Note that the trained model thus obtained may or may not output the estimation result of the sub-task. In addition, when storing the trained model, a user may be able to select whether or not the trained model outputs the estimation result of the sub-task. The weight updating unit 124 may configure the trained model to output an estimation result of the sub-task or not to output the estimation result according to a selection by a user.

According to the configuration of the present embodiment, in the training of a neural network for detecting a region in which a detection target is present, detection error is evaluated while weighting a region for which detection is likely to have an error, and the training of the neural network is performed based on an evaluation result. That is, the detection error of the sub-task in a region in which misdetection or underdetection occurs in the main task is evaluated as high. By performing training of the DNN 190 based on such loss evaluation, efficient training is performed so as to preferentially suppress a detection error of a sub-task in such a region. A sub-task in the present embodiment is a recognition task relating to the same category as that of the main task. Therefore, by training the neural network so as to improve the estimation accuracy of the sub-task, it is possible to train the neural network so that it is easier to extract a feature of the detection target of the main task. As described above, according to the configuration of the present embodiment, training can be efficiently performed so that occurrence of misdetection or underdetection in the main task is suppressed.

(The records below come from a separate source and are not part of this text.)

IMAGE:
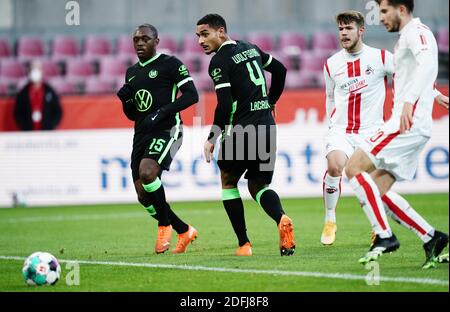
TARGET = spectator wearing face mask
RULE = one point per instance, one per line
(37, 105)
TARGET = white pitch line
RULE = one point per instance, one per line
(90, 217)
(341, 276)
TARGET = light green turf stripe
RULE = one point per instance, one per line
(177, 132)
(233, 110)
(258, 196)
(150, 60)
(229, 194)
(151, 210)
(150, 188)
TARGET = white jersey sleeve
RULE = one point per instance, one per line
(329, 91)
(425, 68)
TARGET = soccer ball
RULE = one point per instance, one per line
(41, 268)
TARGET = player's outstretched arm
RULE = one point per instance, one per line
(441, 99)
(125, 95)
(278, 71)
(222, 113)
(189, 96)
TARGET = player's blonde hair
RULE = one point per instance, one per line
(348, 17)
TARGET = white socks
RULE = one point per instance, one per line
(369, 196)
(331, 194)
(400, 210)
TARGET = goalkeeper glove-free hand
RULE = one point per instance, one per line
(125, 94)
(155, 118)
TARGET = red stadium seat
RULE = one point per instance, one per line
(202, 81)
(190, 44)
(312, 61)
(11, 69)
(326, 41)
(167, 44)
(125, 46)
(63, 86)
(64, 47)
(50, 68)
(292, 42)
(5, 50)
(443, 40)
(96, 85)
(96, 47)
(4, 88)
(112, 67)
(263, 41)
(298, 79)
(30, 47)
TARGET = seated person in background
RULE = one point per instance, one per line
(37, 105)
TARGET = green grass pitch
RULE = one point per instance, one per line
(114, 244)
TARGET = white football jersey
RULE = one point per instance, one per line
(356, 89)
(416, 68)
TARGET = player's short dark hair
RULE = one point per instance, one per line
(151, 27)
(348, 17)
(409, 4)
(214, 21)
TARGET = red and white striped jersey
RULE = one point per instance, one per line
(356, 89)
(416, 68)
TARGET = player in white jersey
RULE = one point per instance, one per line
(356, 82)
(391, 154)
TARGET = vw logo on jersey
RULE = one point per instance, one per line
(143, 99)
(215, 72)
(153, 73)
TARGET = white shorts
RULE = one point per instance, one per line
(394, 152)
(347, 143)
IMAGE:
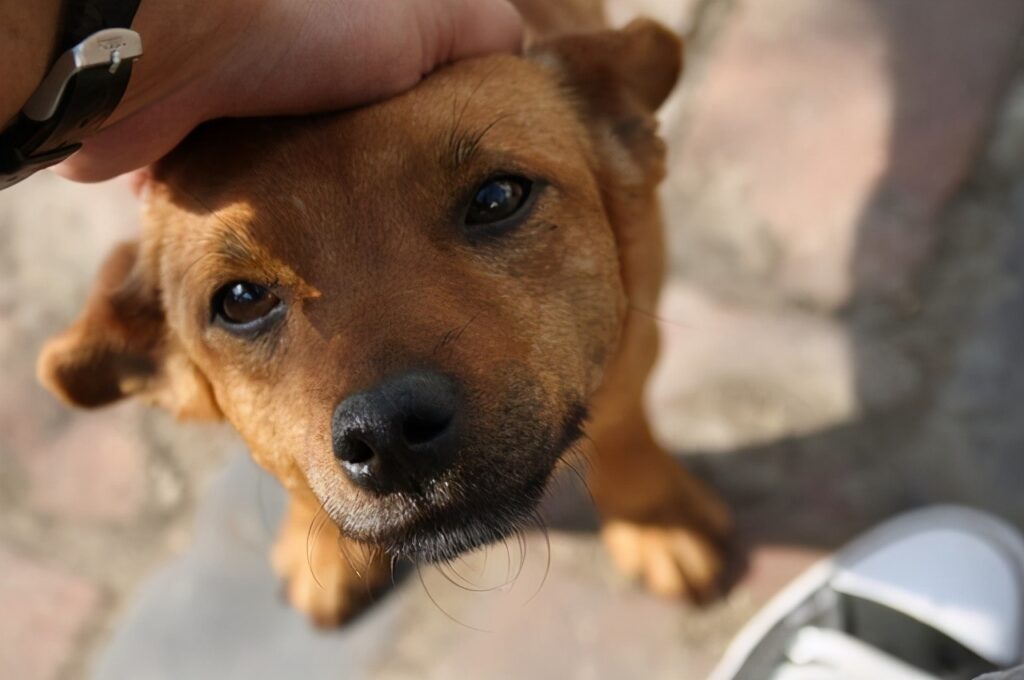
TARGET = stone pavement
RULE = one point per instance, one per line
(843, 327)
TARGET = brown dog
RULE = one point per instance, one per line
(409, 310)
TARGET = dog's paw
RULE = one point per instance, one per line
(674, 540)
(328, 578)
(671, 561)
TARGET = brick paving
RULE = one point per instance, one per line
(842, 325)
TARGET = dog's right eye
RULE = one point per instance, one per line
(244, 306)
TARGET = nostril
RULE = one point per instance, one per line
(356, 452)
(419, 430)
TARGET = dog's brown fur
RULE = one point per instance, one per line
(349, 218)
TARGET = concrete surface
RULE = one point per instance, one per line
(844, 327)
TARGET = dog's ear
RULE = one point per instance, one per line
(120, 347)
(620, 79)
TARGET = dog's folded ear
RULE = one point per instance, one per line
(620, 79)
(120, 347)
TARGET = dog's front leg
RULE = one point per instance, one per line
(327, 576)
(660, 524)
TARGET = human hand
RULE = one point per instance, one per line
(215, 58)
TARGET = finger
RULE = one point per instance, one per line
(133, 142)
(471, 28)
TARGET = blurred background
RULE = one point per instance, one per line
(844, 339)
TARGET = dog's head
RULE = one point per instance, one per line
(403, 308)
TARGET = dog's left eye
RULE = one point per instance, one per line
(499, 200)
(243, 305)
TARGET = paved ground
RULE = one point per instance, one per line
(843, 326)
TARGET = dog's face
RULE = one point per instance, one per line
(404, 308)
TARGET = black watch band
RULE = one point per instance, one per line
(82, 89)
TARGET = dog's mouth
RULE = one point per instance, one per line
(465, 510)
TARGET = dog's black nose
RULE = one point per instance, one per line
(398, 434)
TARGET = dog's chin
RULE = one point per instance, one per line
(428, 532)
(465, 510)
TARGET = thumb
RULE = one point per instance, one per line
(471, 28)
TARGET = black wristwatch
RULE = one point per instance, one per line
(81, 90)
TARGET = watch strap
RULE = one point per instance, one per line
(83, 17)
(85, 99)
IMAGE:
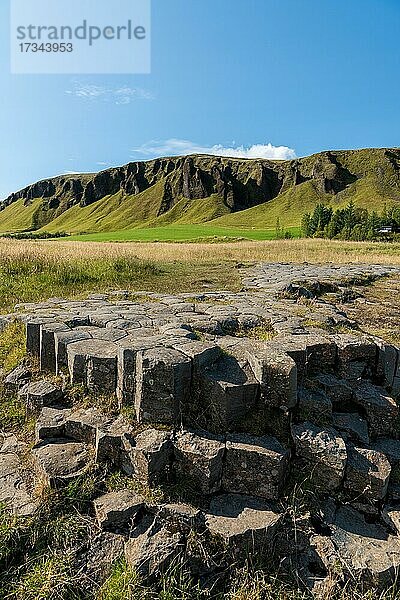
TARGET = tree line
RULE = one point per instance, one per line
(351, 223)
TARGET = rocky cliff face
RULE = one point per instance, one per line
(241, 183)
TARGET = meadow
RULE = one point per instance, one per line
(37, 270)
(35, 552)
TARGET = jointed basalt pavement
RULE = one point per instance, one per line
(237, 395)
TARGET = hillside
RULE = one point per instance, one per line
(204, 189)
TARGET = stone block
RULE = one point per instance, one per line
(149, 454)
(181, 517)
(202, 354)
(339, 392)
(33, 325)
(357, 356)
(367, 474)
(365, 550)
(321, 354)
(128, 350)
(110, 443)
(227, 393)
(314, 406)
(94, 364)
(387, 363)
(18, 377)
(255, 466)
(38, 394)
(117, 510)
(325, 453)
(351, 427)
(199, 458)
(244, 523)
(391, 449)
(61, 341)
(48, 346)
(277, 373)
(51, 424)
(163, 381)
(60, 461)
(82, 424)
(152, 549)
(381, 410)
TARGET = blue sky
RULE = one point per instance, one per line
(271, 78)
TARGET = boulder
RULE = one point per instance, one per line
(152, 548)
(162, 385)
(48, 346)
(277, 373)
(18, 377)
(255, 466)
(62, 339)
(391, 518)
(357, 356)
(109, 447)
(59, 461)
(314, 406)
(382, 411)
(339, 391)
(320, 354)
(94, 364)
(128, 350)
(244, 523)
(51, 423)
(117, 510)
(181, 517)
(38, 394)
(366, 551)
(199, 458)
(82, 424)
(352, 427)
(95, 566)
(367, 474)
(391, 449)
(228, 391)
(14, 492)
(149, 454)
(325, 453)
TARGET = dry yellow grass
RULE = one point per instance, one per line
(297, 251)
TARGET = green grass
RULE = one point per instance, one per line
(368, 176)
(18, 217)
(28, 278)
(183, 233)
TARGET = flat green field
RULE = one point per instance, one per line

In the present embodiment, the weighting of the loss of a sub-task is performed based on the error map of the main task, but the weighting of the loss of the main task may be performed instead based on the error map of a sub-task. The error map generation unit 121 can create an error map for a sub-task similarly to as with the main task. Even in such a case, detection errors in the main task are suppressed mainly for regions in which misdetection or underdetection tends to occur in a sub-task which is a recognition task related to the same category as the main task. Therefore, even with such a configuration, it is possible to efficiently perform training so as to improve the estimation accuracy of the main task.

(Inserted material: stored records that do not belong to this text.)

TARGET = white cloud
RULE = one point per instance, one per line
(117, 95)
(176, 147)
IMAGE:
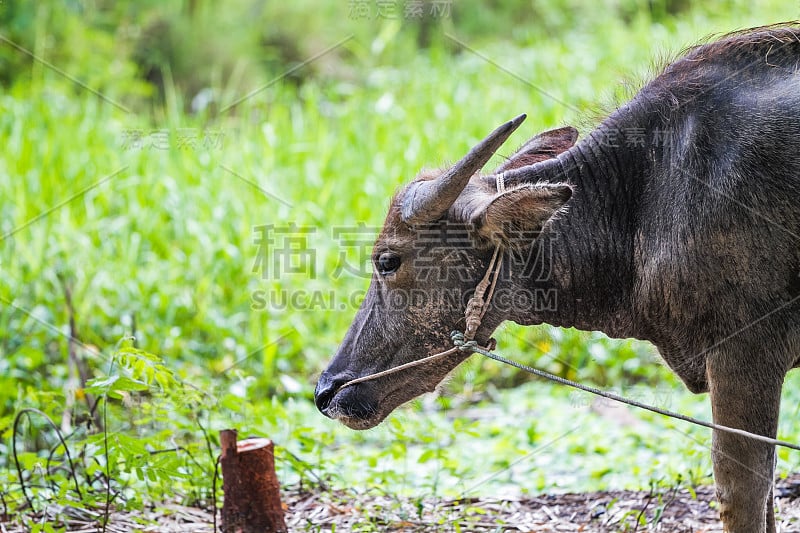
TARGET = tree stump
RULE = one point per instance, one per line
(252, 501)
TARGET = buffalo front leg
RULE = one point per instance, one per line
(746, 398)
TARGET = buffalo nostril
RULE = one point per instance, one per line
(325, 391)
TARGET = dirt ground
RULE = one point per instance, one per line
(668, 510)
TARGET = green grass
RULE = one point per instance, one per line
(159, 240)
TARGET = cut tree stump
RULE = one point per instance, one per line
(252, 501)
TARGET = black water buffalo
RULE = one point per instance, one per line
(676, 221)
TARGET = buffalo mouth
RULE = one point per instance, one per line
(353, 406)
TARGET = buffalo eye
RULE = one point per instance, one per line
(388, 263)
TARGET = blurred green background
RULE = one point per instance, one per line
(207, 178)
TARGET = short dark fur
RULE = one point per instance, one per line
(682, 229)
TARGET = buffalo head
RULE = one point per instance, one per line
(436, 243)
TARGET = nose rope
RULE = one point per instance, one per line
(476, 310)
(460, 341)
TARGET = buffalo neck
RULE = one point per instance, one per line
(589, 249)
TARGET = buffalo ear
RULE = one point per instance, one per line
(546, 145)
(515, 217)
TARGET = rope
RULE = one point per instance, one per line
(472, 346)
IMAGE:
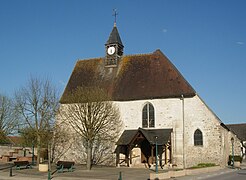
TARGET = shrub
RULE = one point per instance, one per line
(203, 165)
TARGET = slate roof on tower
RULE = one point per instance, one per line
(136, 77)
(114, 37)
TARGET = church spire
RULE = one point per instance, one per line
(114, 46)
(115, 16)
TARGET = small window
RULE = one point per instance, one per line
(148, 116)
(198, 138)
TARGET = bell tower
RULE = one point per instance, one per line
(113, 47)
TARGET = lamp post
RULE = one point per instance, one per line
(232, 149)
(156, 156)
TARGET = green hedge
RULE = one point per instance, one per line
(236, 158)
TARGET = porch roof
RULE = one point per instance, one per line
(163, 136)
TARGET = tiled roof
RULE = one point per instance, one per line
(163, 136)
(137, 77)
(239, 130)
(114, 37)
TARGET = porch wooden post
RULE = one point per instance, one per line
(117, 157)
(170, 153)
(130, 156)
(127, 156)
(152, 154)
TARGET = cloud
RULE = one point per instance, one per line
(164, 30)
(240, 43)
(62, 83)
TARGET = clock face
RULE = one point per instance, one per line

Furthermore, the weighting of the loss of the main task may be performed based on the error map of the main task, and the weighting of the loss of the sub-task may be performed based on the error map of a sub-task. For example, the weighting unit 122 may decide a weight of the loss of the main task based on the error map of the main task, for each pixel of the estimation map of the main task, corresponding to each position of the training image. In addition, the weighting unit 122 may decide a weight of the loss of the sub-task based on the error map of the sub-task, for each pixel of the estimation map of the sub-task. The weight decided in this manner can be similarly used by the loss calculation unit 123 in step S404. Such a configuration may be used in combination with a configuration for performing weighting of the loss of the main task based on the error map of the main task, and a configuration for performing the weighting of the loss of a sub-task based on the error map of the sub-task, or it may be used in place of these configurations. In such a configuration, in particular, it is possible to use the error map described in the second embodiment, in which a plurality of error distributions corresponding to the training image are accumulated. In this case, it is possible to realize efficient training because the weighting for a region in which an error detected at an initial stage of training is likely to occur can be successively performed even in subsequent training. In particular, in a configuration in which the weight of the loss of the main task is decided based on the error map of the main task, it is not essential for the neural network to perform a sub-task.

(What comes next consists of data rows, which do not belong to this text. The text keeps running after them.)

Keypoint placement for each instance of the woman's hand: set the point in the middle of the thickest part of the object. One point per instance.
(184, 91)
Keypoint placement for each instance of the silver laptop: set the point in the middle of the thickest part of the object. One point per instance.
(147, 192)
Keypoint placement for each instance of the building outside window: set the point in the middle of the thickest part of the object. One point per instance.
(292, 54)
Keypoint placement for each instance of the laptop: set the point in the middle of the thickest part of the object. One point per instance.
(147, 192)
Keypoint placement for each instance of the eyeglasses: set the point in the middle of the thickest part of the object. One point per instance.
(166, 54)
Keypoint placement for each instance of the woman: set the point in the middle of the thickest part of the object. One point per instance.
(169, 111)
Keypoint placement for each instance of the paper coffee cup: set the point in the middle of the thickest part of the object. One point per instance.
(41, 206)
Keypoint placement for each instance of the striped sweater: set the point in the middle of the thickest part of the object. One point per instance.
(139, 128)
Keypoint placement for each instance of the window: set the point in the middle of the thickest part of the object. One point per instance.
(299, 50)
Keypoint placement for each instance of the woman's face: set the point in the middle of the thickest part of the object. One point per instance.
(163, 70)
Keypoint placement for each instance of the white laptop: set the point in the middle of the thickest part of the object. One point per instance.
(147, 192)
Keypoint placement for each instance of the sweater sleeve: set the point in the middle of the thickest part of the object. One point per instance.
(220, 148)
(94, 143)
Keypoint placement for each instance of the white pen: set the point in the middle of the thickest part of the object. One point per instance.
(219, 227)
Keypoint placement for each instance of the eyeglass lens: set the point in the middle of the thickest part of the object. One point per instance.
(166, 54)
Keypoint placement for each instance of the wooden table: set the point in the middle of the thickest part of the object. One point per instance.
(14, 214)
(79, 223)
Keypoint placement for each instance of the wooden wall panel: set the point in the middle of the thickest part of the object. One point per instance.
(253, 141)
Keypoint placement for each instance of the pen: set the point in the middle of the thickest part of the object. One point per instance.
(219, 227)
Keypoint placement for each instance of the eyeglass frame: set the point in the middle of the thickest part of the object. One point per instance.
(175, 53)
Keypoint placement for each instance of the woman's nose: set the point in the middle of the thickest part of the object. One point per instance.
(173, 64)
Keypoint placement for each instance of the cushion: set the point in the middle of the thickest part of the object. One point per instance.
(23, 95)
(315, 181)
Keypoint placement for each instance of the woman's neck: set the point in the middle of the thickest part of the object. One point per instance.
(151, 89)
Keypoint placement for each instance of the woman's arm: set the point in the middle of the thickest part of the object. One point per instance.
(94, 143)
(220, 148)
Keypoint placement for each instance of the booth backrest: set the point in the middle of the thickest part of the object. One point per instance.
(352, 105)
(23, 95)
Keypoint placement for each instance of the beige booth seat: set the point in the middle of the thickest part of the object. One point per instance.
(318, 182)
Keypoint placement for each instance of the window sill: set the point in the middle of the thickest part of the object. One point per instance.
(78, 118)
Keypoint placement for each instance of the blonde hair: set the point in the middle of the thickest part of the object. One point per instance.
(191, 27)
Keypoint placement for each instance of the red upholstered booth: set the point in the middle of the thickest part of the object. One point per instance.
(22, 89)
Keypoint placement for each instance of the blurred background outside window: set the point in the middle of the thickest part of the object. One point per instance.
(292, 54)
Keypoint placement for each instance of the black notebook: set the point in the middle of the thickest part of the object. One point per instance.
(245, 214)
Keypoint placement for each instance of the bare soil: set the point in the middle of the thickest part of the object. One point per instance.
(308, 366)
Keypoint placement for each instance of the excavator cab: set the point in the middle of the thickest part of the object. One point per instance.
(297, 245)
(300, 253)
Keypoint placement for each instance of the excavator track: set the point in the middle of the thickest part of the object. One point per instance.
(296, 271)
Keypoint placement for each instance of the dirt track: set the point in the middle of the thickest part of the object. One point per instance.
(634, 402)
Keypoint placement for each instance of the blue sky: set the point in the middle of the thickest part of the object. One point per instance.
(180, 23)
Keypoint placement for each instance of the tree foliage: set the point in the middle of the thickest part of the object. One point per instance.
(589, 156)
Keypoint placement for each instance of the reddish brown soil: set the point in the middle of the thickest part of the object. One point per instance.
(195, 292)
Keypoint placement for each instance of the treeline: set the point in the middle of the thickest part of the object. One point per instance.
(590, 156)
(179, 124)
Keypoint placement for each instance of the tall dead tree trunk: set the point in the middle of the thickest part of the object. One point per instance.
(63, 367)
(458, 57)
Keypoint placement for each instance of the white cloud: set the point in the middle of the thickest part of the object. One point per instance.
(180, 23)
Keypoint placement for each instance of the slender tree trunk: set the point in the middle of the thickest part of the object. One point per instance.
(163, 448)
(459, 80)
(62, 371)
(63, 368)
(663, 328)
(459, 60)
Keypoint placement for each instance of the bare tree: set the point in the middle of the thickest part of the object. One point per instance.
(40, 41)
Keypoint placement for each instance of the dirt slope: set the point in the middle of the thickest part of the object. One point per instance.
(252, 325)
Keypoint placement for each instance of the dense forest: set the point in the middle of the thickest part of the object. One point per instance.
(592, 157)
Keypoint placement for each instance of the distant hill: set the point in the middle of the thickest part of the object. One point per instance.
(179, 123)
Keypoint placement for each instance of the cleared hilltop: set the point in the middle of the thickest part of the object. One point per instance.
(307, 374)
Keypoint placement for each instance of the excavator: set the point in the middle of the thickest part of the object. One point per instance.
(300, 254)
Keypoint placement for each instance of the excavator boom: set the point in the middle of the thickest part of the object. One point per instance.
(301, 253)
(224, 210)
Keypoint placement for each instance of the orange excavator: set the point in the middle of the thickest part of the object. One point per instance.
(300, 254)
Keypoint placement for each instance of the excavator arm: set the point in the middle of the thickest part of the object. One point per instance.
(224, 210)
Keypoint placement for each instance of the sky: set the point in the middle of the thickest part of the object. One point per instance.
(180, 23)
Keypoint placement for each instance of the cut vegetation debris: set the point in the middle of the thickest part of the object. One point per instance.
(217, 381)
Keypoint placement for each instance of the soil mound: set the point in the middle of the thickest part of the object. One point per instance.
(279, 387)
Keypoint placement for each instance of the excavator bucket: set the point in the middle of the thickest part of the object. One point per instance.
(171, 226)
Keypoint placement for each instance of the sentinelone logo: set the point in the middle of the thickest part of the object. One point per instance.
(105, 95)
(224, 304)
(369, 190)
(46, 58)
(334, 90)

Also, in one embodiment, weighting of the loss of a task using an error map may be omitted. As described above, since a sub-task is a recognition task related to the same category as the main task, the estimation accuracy of the main task can also be increased by training the neural network so as to increase the estimation accuracy of the sub-task. In particular, in a configuration in which the result of the sub-task is obtained from the intermediate layer, training based on the sub-task can be performed from the intermediate layer. Therefore, it is possible to efficiently perform training for extracting features useful for estimation in the main task in a shallow layer of the neural network. In addition, when a task that is easier than the main task (for example, a task with a small amount of information obtained by detection) is used as a sub-task, training in a shallow layer of the neural network proceeds more efficiently because training is easy. Therefore, even with such a configuration, it is possible to efficiently perform training so as to improve the estimation accuracy of the main task.

Second Embodiment

FIG. 8 illustrates a configuration of a processing apparatus 8000 according to the second embodiment. The present embodiment differs from the first embodiment in that the error map generation unit 121 is independent of the training unit 120. The processing apparatus 8000 according to the present embodiment includes a pre-model 810. Other configurations are similar to those of the first embodiment, and different points will be described below.

The pre-model 810 is a DNN that performs the same recognition task as the main task in the processing apparatus 8000. The pre-model 810 may be the DNN 190 that is untrained and where the weighting coefficients of the respective layers are in an initial state, or may be the DNN 190 after a training process using the training data 100 has been executed a predetermined number of times.

The flow of processing in the second embodiment will be described with reference to the flowchart illustrated in FIG. 9. The step S901 is performed similarly to step S401 of the first embodiment.

In step S902, the error map generation unit 121 creates an error map of the main task. The error map generation unit 121 in the present embodiment generates an error map based on the error between the detection result of the first type obtained by inputting the training image to a neural network before training, and the first supervisory data. For example, for each of all the training images, the error map generation unit 121 generates an estimation map of the main task by inputting the training image to the pre-model 810. Then, the error map of the main task corresponding to each training image is created using the obtained estimation map and the supervisory image. As described above, the pre-model 810 can be used as a neural network before training. However, a neural network that is in the middle of training may be used as a neural network before training. The creation of the error map can be performed as in step S402 in the first embodiment, and the explanation thereof is omitted.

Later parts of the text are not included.